Die Neuregelung des gemeinsamen Sorgerechts 2013 hatte aber einen entscheidenden Nachteil: während die Mutter bei nicht verheirateten Eltern das Sorgerecht ab Geburt alleine ausübte, musste der Vater hierfür einen Antrag beim Familiengericht stellen, sofern die Mutter das gemeinsame Sorgerecht ablehnte. „Ein solcher Antrag belastet jedoch das Verhältnis der Eltern unnötig und provoziert Streit, anstatt ihn zu vermeiden“ erklärt Markus Witt, Mitglied im Bundesvorstand des Väteraufbruch für Kinder e.V. So konnte der Verein in seiner bundesweiten ehrenamtlichen Beratungspraxis häufig feststellen, dass von Müttern beim Vorliegen eines gerichtlichen Antrages dieser mit Kommunikations- und Kooperationsproblemen oder schwerwiegenderen Vorwürfen verhindert werden sollte, obwohl die Eltern bis dahin teils über Jahre vernünftig als – auch getrenntes - Elternteam zusammenarbeiten konnten. Die Formel „Streit der Eltern verhindert gemeinsames Sorgerecht“ würde bedeuten, dass die bis dahin alleinsorgeberechtigte Mutter es durch kindeswohlwidriges, verfahrenstaktisches Verhalten allein in der Hand hätte, die gemeinsame Sorge zu verhindern, wenn Gerichte nicht genau prüfen würden, von welchem Elternteil der Streit ausgeht. Auf dieses Problem weist auch der Evaluationsbericht hin.
„Angesichts der sehr positiven Entwicklung ist es an der Zeit nun auch nicht verheirateten Vätern von Geburt an das gemeinsame Sorgerecht einzuräumen und sie nicht weiter unter Generalverdacht zu stellen, da sie keinen Trauschein haben. Eine solche Vorstellung ist überholt und nicht mehr an der Lebenswirklichkeit der Menschen orientiert“ meint Witt.
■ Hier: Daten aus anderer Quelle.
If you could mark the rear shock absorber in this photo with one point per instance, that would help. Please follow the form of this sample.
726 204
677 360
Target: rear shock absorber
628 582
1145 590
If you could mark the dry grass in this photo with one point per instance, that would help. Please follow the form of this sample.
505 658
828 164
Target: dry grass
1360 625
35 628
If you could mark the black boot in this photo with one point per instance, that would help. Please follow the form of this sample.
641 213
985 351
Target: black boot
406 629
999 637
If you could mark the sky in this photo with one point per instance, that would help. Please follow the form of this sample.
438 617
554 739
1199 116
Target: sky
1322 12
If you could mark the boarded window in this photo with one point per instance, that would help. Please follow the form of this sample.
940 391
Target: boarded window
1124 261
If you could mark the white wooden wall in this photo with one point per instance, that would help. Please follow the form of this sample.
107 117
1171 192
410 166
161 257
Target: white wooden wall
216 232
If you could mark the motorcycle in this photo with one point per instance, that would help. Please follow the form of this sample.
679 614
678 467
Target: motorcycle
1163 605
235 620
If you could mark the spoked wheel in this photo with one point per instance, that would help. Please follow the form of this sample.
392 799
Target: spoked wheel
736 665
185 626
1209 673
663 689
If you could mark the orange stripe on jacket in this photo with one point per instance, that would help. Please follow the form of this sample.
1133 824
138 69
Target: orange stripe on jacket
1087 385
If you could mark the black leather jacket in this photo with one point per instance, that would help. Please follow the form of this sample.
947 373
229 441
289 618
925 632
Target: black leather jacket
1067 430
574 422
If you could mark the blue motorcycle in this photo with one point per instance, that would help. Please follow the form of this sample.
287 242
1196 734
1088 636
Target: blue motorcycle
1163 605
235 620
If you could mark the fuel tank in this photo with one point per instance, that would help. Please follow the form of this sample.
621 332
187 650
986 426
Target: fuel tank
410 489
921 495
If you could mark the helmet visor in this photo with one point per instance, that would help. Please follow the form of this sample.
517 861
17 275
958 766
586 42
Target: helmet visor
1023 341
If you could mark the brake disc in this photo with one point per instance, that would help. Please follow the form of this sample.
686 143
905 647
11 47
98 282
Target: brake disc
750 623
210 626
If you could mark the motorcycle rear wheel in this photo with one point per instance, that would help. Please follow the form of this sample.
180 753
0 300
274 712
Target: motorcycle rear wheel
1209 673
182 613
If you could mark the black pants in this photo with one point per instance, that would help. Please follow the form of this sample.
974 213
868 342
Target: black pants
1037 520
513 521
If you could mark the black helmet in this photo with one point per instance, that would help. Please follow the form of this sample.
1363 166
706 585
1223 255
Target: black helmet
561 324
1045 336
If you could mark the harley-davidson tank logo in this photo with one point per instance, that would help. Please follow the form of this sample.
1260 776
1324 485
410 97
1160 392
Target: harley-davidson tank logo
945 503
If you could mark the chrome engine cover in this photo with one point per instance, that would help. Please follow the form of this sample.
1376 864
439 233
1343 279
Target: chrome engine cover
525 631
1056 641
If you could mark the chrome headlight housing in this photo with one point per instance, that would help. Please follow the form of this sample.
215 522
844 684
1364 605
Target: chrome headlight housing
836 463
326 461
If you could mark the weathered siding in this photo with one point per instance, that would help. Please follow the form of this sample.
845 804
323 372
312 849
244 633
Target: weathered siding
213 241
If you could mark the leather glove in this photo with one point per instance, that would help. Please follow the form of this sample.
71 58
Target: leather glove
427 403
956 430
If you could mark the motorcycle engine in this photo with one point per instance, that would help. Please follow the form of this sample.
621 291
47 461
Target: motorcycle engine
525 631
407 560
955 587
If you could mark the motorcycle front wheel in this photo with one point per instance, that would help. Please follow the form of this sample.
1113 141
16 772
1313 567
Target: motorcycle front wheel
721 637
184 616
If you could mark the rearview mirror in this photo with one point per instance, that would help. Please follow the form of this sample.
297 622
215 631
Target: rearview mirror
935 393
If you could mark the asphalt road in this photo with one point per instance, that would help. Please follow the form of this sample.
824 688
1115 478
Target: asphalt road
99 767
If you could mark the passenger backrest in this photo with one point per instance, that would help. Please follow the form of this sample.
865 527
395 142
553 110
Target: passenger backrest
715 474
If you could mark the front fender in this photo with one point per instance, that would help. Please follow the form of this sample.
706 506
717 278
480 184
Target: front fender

Dieser Einschätzung schließt sich auch die Mehrzahl der befragten Richter an, welche auch das gesetzliche Leitbild der gemeinsamen elterlichen Sorge weit überwiegend befürworten.
Der Väteraufbruch für Kinder fordert die „Elternschaft auf Augenhöhe“ nicht nur beim Sorge- sondern auch beim Umgangsrecht in Form des Wechselmodells (auch: Doppelresidenz) durchgehend im Familienrecht zugrunde zu legen. Hiervon sollte nur abgewichen werden, wenn dies aus zwingenden, das Kind betreffenden Gründen notwendig sein sollte. Auch müssen Eltern deutlich besser als bisher durch Beratung und Mediation darin unterstützt werden, zu gemeinsamen Lösungen zu finden.